Setting reasonable limits around food is critical to
creating healthy habits for your children and family. Here are a few great rules/suggestions that I have
collected over the years from families, pediatricians
and psychologists:
- Three Bite Rule - Eat what is prepared for dinner (assuming it is reasonable) or you must try 3 bites before you leave the table.
- Do Not be a Short Order Cook – see the Three Bite Rule. Kids can try three bites and if they still don’t like it, they can be excused from dinner – for the night!

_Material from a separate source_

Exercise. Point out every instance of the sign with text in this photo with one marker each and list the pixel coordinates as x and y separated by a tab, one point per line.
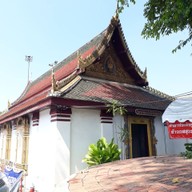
180	130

- Kitchen is closed at 7 pm. Close the kitchen! It is very reasonable to say that NO ONE can go in the kitchen after dinner for food (nonfat milk, tea and water can be exceptions). Your entire family will be healthier if you implement this rule.
- Create Dessert Night(s) Select 1-2 nights a week for Dessert Night. Eating dessert every night is not a healthy habit to teach our kids. Many of the families I work with who are now struggling with their weight, say that they grew up in homes that had dessert every night - those habits often get repeated in our own households. We do want to create a healthier attitude towards dessert including learning how to budget and plan a head for a special treat. Setting aside a couple nights a week for dessert is very reasonable. Try to eat it out of the house to make it a special event. Also, enjoying dessert out of the house will reduce the chance of tempting leftovers.